Thousands of Rohingya have fled towards Bangladesh, but authorities there have refused to let most of them in, with an untold number of people — mainly women and children — stranded along the border zone.

Officials in Cox’s Bazaar, the district bordering Myanmar that is home to several large refugee camps, have been instructed not to allow any “illegal entry” by Rohingya, Abdur Rahman, a senior government official, said.

But Rohingya community leaders, local media and an AFP correspondent said at least 3,000 Rohingya refugees have managed to enter the country and found refuge in camps and villages since Friday.

The impoverished country already hosts some 400,000 Rohingya refugees.

At least 100 mainly women and children arrived on Sunday at a makeshift camp in Balukhali, according to a correspondent at the scene, many bringing tales of horror from across the border.

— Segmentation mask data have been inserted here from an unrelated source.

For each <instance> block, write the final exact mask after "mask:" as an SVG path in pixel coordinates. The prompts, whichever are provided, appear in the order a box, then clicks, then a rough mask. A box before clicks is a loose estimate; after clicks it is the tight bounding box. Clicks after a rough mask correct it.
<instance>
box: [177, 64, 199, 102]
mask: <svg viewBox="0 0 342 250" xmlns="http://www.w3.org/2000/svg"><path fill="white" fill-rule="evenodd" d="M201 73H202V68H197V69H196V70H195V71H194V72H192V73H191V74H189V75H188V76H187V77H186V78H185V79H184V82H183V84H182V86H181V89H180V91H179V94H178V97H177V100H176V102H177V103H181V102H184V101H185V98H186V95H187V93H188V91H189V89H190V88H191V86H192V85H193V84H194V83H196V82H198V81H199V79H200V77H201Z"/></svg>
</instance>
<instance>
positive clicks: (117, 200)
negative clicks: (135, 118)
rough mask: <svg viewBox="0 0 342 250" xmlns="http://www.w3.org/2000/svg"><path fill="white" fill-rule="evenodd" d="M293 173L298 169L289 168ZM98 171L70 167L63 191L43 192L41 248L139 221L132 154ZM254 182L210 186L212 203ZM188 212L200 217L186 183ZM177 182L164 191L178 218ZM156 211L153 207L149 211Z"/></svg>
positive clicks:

“They fired so close that I cannot hear anything now,” 70-year-old Mohammad Zafar said of armed Buddhists who shot dead his two sons in a field. “They came with rods and sticks to drive us to the border yelling, ‘Bengali bastards’,” he said.

Rahima Khatun said she spent the night hiding in the hills after Buddhists in her village torched Rohingya homes and set upon men with machetes and clubs.

“We grew up with them. I can’t figure out how they could be so merciless,” she said.